昼前、久しぶりに心臓がバフバフした、血圧も計ってみたら心もち高い。昨夕、知り合いの記者からK2での遭難事故を聞き、熟睡できなかったせいだと想われる。過去に何回も何回も経験した山岳事故の夢を見続け、結局未明の4時前から起き出してしまった。
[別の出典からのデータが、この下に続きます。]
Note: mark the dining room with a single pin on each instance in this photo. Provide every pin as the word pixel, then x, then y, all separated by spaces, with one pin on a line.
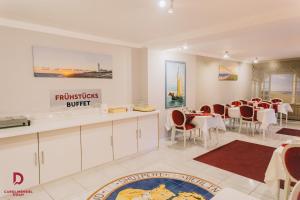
pixel 149 100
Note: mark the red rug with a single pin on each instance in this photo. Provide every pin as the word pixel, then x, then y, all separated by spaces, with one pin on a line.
pixel 289 131
pixel 243 158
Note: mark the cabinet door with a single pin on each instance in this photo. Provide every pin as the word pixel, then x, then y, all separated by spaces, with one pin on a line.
pixel 96 143
pixel 60 153
pixel 19 155
pixel 148 132
pixel 125 137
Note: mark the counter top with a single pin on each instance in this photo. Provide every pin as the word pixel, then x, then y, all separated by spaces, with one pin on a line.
pixel 54 123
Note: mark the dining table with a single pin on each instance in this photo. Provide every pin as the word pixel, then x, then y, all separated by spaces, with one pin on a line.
pixel 266 117
pixel 275 170
pixel 284 109
pixel 204 122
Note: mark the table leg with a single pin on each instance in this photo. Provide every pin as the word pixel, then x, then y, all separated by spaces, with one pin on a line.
pixel 173 135
pixel 277 190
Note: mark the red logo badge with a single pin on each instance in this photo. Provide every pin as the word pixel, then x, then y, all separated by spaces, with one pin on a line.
pixel 18 178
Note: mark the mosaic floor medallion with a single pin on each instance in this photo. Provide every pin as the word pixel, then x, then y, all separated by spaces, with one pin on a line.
pixel 157 186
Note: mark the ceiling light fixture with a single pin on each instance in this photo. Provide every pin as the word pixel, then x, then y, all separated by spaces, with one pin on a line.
pixel 226 55
pixel 171 9
pixel 162 3
pixel 255 60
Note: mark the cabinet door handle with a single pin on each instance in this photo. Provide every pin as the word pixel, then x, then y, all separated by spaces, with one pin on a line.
pixel 43 158
pixel 35 159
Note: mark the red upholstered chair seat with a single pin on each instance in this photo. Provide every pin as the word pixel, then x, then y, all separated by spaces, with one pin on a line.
pixel 244 102
pixel 236 103
pixel 292 161
pixel 188 126
pixel 264 105
pixel 205 109
pixel 256 99
pixel 276 100
pixel 248 113
pixel 178 118
pixel 275 107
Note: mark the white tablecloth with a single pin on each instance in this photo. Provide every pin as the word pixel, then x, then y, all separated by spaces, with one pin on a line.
pixel 265 116
pixel 231 194
pixel 284 108
pixel 234 112
pixel 206 122
pixel 275 170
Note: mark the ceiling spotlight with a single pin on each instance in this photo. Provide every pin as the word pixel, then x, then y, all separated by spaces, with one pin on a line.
pixel 255 60
pixel 171 9
pixel 226 55
pixel 162 3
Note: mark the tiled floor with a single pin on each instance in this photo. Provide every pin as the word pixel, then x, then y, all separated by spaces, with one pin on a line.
pixel 173 158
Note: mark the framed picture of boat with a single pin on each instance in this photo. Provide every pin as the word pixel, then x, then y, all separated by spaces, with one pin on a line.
pixel 228 73
pixel 175 84
pixel 63 63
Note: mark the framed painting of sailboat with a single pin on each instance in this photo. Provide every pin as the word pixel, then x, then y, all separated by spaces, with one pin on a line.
pixel 175 84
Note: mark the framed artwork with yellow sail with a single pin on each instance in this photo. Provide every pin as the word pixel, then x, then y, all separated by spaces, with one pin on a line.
pixel 175 84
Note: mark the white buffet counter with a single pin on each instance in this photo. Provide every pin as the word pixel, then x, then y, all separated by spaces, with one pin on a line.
pixel 60 145
pixel 67 120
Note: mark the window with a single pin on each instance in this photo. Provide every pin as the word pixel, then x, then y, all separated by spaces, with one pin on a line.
pixel 282 87
pixel 266 87
pixel 297 93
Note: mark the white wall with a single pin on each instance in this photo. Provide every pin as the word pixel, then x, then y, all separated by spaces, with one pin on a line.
pixel 140 76
pixel 202 84
pixel 210 90
pixel 156 80
pixel 21 92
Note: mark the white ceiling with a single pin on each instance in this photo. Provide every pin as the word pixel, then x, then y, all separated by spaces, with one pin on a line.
pixel 267 29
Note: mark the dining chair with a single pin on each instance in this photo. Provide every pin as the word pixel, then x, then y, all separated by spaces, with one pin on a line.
pixel 248 116
pixel 291 163
pixel 221 110
pixel 182 125
pixel 257 99
pixel 244 102
pixel 276 100
pixel 205 109
pixel 236 103
pixel 295 195
pixel 264 105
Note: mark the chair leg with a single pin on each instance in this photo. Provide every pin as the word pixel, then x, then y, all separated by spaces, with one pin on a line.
pixel 287 185
pixel 240 128
pixel 173 135
pixel 184 139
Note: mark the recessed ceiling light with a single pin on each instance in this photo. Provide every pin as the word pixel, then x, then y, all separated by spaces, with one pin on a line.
pixel 255 60
pixel 226 55
pixel 162 3
pixel 171 9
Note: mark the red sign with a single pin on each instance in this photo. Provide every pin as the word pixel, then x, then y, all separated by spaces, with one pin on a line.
pixel 18 178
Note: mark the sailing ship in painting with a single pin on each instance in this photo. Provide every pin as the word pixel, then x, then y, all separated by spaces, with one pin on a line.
pixel 177 96
pixel 59 63
pixel 175 86
pixel 228 73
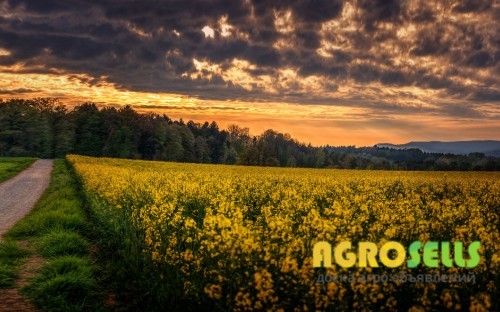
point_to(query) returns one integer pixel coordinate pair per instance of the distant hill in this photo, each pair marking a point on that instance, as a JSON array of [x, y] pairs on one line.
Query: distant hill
[[488, 147]]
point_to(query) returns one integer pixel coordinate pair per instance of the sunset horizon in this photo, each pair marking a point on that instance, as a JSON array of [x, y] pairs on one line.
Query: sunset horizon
[[326, 72]]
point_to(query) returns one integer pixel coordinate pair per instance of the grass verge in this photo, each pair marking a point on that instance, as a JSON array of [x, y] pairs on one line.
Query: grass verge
[[11, 257], [10, 166], [57, 228]]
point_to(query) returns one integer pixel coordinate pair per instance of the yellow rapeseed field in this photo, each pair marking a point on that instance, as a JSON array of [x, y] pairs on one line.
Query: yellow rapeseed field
[[241, 238]]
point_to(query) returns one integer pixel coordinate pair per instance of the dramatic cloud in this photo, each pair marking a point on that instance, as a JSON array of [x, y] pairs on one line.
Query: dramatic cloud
[[392, 58]]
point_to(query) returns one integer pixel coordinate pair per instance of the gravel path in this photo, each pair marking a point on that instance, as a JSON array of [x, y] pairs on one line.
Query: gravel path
[[19, 194]]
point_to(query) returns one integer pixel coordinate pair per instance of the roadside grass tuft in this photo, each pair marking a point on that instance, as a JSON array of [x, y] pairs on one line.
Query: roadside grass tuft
[[61, 243], [11, 256], [64, 284], [58, 228]]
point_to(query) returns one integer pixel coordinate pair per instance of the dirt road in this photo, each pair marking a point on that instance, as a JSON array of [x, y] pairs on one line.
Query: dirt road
[[19, 194]]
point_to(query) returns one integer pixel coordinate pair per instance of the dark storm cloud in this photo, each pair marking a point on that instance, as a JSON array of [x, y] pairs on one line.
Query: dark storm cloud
[[150, 45]]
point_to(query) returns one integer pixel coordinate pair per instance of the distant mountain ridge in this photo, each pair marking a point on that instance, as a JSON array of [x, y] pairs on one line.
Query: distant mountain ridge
[[488, 147]]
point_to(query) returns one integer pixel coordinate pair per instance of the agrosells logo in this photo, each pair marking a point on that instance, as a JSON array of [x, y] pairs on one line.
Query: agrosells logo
[[433, 254]]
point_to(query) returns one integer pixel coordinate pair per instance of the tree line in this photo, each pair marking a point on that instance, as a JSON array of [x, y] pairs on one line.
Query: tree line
[[45, 128]]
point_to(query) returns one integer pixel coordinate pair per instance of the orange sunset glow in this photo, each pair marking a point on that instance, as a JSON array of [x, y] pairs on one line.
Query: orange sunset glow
[[326, 72]]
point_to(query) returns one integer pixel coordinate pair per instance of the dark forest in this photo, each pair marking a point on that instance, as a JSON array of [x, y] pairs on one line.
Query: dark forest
[[45, 128]]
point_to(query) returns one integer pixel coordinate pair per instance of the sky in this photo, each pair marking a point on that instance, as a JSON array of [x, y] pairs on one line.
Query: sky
[[325, 71]]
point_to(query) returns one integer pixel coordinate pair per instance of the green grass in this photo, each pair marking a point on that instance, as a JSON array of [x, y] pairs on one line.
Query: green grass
[[64, 284], [62, 243], [11, 256], [58, 229], [10, 166]]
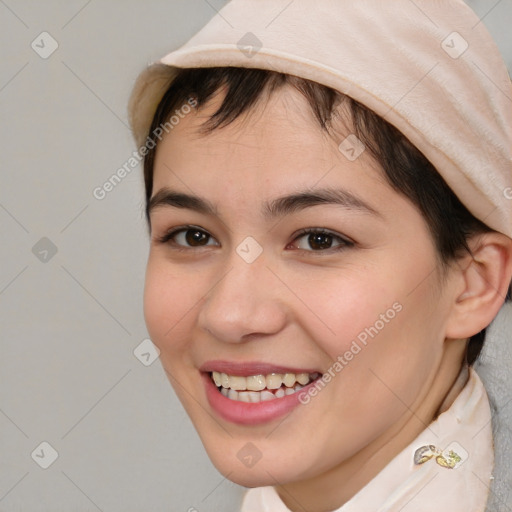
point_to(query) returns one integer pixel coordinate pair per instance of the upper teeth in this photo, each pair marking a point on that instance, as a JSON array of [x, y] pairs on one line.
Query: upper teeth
[[260, 382]]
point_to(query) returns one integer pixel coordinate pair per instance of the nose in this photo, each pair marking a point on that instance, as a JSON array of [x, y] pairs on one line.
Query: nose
[[244, 302]]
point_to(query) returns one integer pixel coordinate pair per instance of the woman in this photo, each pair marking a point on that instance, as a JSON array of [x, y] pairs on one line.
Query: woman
[[328, 196]]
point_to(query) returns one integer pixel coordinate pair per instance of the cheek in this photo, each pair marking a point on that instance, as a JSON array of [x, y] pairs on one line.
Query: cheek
[[168, 299]]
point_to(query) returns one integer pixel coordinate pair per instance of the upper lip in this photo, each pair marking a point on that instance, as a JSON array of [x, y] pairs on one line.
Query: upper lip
[[247, 368]]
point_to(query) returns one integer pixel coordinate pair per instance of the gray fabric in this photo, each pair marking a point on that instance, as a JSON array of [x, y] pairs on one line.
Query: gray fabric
[[495, 369]]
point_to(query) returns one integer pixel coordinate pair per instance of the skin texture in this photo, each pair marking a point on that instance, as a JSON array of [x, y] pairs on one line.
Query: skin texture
[[298, 307]]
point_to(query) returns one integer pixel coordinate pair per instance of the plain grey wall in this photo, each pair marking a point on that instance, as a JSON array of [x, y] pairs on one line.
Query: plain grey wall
[[72, 267]]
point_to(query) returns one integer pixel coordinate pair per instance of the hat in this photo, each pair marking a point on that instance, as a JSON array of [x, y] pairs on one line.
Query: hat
[[430, 68]]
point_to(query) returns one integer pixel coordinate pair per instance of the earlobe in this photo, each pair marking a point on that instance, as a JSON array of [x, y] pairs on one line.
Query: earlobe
[[486, 276]]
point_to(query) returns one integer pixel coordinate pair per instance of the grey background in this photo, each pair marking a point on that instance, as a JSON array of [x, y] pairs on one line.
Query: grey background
[[70, 324]]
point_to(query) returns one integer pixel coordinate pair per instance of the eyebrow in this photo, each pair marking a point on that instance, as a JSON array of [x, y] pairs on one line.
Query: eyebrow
[[273, 208]]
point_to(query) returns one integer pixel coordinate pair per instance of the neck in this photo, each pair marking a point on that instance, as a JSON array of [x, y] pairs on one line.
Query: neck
[[332, 489]]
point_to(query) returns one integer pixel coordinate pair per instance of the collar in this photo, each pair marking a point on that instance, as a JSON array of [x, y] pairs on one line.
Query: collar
[[404, 486]]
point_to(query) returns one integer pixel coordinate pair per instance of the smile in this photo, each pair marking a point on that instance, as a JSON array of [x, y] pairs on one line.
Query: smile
[[260, 388]]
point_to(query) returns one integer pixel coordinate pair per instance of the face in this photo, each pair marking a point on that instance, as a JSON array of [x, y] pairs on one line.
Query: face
[[240, 293]]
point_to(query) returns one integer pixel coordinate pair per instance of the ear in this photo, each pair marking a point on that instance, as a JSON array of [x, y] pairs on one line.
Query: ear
[[484, 278]]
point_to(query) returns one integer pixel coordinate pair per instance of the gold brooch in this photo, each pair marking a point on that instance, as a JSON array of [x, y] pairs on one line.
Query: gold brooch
[[447, 459]]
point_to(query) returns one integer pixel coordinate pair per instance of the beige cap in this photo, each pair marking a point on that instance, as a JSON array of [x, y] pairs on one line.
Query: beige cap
[[429, 67]]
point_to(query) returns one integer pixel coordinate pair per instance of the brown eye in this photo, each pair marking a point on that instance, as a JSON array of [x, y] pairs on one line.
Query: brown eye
[[320, 240], [188, 237], [196, 237]]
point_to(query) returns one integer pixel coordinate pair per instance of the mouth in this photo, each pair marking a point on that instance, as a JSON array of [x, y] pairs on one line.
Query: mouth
[[260, 387]]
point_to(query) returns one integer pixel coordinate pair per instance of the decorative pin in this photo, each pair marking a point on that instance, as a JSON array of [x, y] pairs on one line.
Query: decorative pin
[[448, 459]]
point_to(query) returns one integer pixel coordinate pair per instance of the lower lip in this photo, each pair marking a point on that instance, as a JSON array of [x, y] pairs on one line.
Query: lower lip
[[245, 413]]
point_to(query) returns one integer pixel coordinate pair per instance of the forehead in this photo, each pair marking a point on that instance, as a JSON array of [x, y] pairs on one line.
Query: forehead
[[277, 141]]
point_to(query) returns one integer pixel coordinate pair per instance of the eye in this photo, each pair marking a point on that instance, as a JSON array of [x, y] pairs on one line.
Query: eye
[[187, 237], [320, 240]]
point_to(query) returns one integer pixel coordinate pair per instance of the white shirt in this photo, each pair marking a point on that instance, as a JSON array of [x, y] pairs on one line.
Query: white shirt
[[403, 486]]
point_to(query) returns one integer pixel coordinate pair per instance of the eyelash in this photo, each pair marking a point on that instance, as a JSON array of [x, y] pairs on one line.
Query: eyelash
[[344, 242]]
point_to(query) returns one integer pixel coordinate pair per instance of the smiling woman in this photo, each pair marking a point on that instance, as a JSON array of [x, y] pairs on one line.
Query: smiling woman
[[329, 242]]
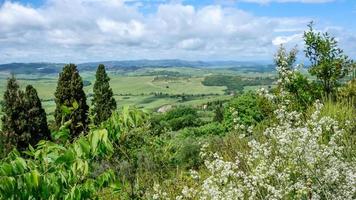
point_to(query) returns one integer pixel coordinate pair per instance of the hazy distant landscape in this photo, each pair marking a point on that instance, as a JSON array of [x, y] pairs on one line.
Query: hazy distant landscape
[[150, 84], [178, 99]]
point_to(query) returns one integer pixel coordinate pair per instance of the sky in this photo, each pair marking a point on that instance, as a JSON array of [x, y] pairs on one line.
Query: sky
[[101, 30]]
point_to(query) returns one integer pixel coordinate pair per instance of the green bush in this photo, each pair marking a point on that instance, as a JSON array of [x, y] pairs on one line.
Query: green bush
[[176, 119]]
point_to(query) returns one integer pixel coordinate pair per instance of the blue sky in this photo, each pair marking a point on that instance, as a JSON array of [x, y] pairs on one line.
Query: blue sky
[[92, 30]]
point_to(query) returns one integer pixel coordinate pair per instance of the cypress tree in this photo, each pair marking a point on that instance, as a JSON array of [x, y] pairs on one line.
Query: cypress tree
[[70, 94], [103, 101], [219, 113], [14, 119], [36, 117]]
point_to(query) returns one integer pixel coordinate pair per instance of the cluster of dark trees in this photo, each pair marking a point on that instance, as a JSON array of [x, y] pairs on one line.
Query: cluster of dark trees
[[24, 121]]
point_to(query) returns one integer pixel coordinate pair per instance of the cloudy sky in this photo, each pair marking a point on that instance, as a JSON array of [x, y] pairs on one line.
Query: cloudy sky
[[98, 30]]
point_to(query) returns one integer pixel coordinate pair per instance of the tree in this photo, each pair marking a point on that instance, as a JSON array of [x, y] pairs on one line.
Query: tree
[[14, 119], [328, 63], [36, 117], [219, 113], [103, 100], [292, 83], [70, 101]]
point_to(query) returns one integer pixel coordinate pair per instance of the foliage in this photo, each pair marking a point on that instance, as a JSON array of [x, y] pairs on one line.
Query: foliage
[[328, 63], [348, 93], [176, 119], [292, 84], [36, 117], [14, 117], [219, 113], [103, 101], [247, 110], [213, 128], [294, 159], [70, 94], [55, 171]]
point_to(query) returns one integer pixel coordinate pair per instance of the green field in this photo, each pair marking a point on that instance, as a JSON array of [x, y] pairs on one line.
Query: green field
[[148, 88]]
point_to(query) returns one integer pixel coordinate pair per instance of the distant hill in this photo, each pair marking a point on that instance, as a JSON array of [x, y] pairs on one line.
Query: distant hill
[[31, 68], [131, 65]]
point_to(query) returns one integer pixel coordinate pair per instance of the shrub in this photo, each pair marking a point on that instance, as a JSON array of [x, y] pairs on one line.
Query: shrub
[[247, 109]]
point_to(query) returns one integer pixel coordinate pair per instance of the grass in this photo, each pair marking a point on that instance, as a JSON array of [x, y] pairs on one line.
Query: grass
[[136, 88]]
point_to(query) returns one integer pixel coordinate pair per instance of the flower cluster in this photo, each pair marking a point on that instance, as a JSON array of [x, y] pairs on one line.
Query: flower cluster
[[295, 161]]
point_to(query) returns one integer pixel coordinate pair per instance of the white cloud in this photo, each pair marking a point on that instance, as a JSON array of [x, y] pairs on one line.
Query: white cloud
[[87, 30], [286, 1]]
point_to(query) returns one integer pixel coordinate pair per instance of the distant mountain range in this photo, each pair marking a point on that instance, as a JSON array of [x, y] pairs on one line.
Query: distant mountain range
[[48, 68]]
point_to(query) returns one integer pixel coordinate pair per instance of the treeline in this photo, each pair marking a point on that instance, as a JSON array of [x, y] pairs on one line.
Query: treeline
[[24, 120]]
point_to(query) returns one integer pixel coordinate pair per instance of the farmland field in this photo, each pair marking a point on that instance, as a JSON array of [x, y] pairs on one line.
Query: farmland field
[[146, 88]]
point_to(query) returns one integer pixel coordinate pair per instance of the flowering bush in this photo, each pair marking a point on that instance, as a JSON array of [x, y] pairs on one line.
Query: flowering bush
[[296, 160]]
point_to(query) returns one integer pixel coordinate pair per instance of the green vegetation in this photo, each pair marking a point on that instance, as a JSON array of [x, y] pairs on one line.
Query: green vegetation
[[103, 102], [328, 63], [71, 102], [236, 83], [285, 142]]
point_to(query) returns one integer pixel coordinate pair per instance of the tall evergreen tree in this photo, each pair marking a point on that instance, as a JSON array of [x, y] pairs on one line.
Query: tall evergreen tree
[[70, 94], [103, 100], [14, 119], [219, 113], [36, 117], [328, 62]]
パキスタンへ来て1等最初に手配をした登山隊の事故。1981年の7月7日、きょうのようにモンスーンで重く暑苦しく粘るような夜に聞いたガッシャーブルム4での、氷塔崩壊によって4人が墜落した事故(4人を車で2㎞くらい追いかけ手を振り続けて送り出し、涙が止まらなかった)時からに始まり、その後も毎年続く事故にどれだけ気を揉んで来たか・・そして、どの事故も鮮明に覚えているところが悪夢になる。現地スカルドゥは明日から荒天の模様だ、ヘリコプターは飛ぶまいと想うだけで気が重い。無事にいて欲しいと、それだけを念じているのだが。
事故った2人は現在の日本のみならず世界的にも最強の登山家(アスリート)と呼ばれている。日本から登山のために長時間のフライト、そして夜遅く疲れてパキスタンイスラマバード)へと到着した登山者の全員が、翌朝は8時9時に起きて来るのに、最強の2人はどんなに遅く到着しても、翌朝は6時からトレーニング。マルガラ丘陵の頂上1200mを踏んで帰って来てから朝食を摂る。我が家からマルガラ丘陵の麓までが3㎞、麓から頂上までの標高差は700m、(若いころのオバハンでも)麓から頂上へは1時間半というところを、2人は僅か2時間ばかりで我が家から頂上までを往復する。2人とも律儀で、山から帰って来ると(トレーニングの続きのように)毎夏、我が家のスタッフたちでは不可能な高所での窓ふきや、高木の伐採をしてくれる・・ 登山に事故はつきものだ、続けていれば必ずのように「番が廻って来る」とは想いつつも、とにかく無事でいて欲しいと念じている。
それにしても今夏は、これで日本チーム3件目の事故だ・・天気がものすごく悪いというわけでもないのに・・どうしたことか・・悪夢の2024年夏だ。